You might have seen people doing deadlifts by acing the bar on the rack. It limits the range of motion compared to the regular deadlift. But it is suitable for those who want to focus on their back without too much engagement of legs. I am talking here about the rack pulls.

Rack pulls are generally done by bodybuilders and people who have difficulty doing deadlifts. It is an excellent exercise for your back.

However, there are even better alternatives to rack pulls. Rack pulls have a limited range of motion compared to deadlifts, and you can’t engage your back as well as with other back exercises. It might be suitable for the person beginning to learn deadlifts or for someone who is an experienced lifter and wants to target their back specifically.

Usually, if you are experienced, it becomes easy to engage your back during rack pulls compared to a new person or intermediate stage.

In this article, I have shared some of the best racks pull alternatives exercises that could be a better option for you. Some are essential and popular back exercises, and some might be unique. Most of these exercises require you to have dumbbells, barbells, and a landmine setup.

But before talking about the alternatives, let’s first see which muscles are worked during rack pull.

Muscles Worked During Rack Pull

The rack pull is a full-body compound exercise that activates many significant muscles simultaneously. Some muscles are lats, erector spinae, traps, glutes, hamstrings, quads, lower back, and forearm muscles.

Rack pull engages the leg muscles like quads, hamstrings, and glutes but not as effectively as deadlifts due to limited range of motion.

Now, let’s discuss the alternatives below.

Rack Pull Alternatives

1. Bent Over Row

YouTube player

Bent over row is one of the best alternatives to rack pulls. Bent over row is a compound movement that will help you build a bigger and stronger back.

You can do this exercise either with a barbell or with dumbbells. Both are great. But dumbbells will allow you to move in a more full range of motion.

Targeted muscles – lats, rhomboids, teres major, traps, abs, and biceps

How to do

1. Place your feet under the barbell. Bend down by moving your hips back and then lift the bar with your arms.

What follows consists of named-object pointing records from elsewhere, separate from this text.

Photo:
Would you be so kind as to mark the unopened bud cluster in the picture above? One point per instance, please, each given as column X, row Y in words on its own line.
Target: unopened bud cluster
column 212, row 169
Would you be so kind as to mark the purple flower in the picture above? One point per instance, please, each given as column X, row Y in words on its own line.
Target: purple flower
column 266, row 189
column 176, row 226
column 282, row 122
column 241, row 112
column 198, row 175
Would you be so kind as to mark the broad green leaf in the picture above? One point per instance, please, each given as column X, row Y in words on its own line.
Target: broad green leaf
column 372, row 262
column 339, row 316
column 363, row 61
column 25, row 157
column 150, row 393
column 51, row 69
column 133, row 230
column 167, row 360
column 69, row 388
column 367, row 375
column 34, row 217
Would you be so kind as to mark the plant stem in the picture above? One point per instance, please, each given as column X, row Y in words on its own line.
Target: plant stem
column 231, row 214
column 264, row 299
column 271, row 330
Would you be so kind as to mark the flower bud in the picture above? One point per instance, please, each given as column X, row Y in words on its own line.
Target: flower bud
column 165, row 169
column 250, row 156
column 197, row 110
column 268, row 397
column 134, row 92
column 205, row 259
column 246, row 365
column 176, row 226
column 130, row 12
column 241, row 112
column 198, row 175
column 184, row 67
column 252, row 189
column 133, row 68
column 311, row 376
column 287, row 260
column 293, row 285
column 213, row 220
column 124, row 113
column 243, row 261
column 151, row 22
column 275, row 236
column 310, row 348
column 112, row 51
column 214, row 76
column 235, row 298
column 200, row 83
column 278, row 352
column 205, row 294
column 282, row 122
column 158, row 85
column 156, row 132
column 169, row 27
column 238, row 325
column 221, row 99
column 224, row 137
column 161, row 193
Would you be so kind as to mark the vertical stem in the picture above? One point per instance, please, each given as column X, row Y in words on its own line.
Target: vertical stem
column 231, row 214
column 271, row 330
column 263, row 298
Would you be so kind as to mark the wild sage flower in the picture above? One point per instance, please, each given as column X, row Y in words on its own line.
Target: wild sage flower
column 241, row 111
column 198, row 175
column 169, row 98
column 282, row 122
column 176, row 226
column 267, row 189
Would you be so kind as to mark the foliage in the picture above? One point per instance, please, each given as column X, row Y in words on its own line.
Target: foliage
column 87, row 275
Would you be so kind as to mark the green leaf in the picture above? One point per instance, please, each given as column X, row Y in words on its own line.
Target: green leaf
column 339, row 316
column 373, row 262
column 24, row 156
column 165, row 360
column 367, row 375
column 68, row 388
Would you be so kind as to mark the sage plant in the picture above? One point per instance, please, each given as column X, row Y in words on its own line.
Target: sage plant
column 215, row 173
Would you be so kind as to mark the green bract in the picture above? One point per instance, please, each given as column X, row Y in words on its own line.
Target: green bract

2. Now bend again by taking your hips back and stopping when the barbell reaches the knee level. Keep your chest up; this will be your starting position.

3. Start the exercise by pulling the weights towards your stomach while retracting your chest and shoulders. Your lower back should not round during the movement.

4. Gradually lower the bar back to the starting position and repeat.

Recommended reps- 10-12

As you go down to lift the barbell, Your hips should go back as if there is a chair behind you and you have to sit. Your chest should also be up as you go down. This keeps your back flat, allowing you to be in the correct position to perform the exercise.

2. Deadlift

YouTube player

The deadlift is the godfather of every lift. It activates almost all muscles of your body. The rack pull is just one part of the deadlift.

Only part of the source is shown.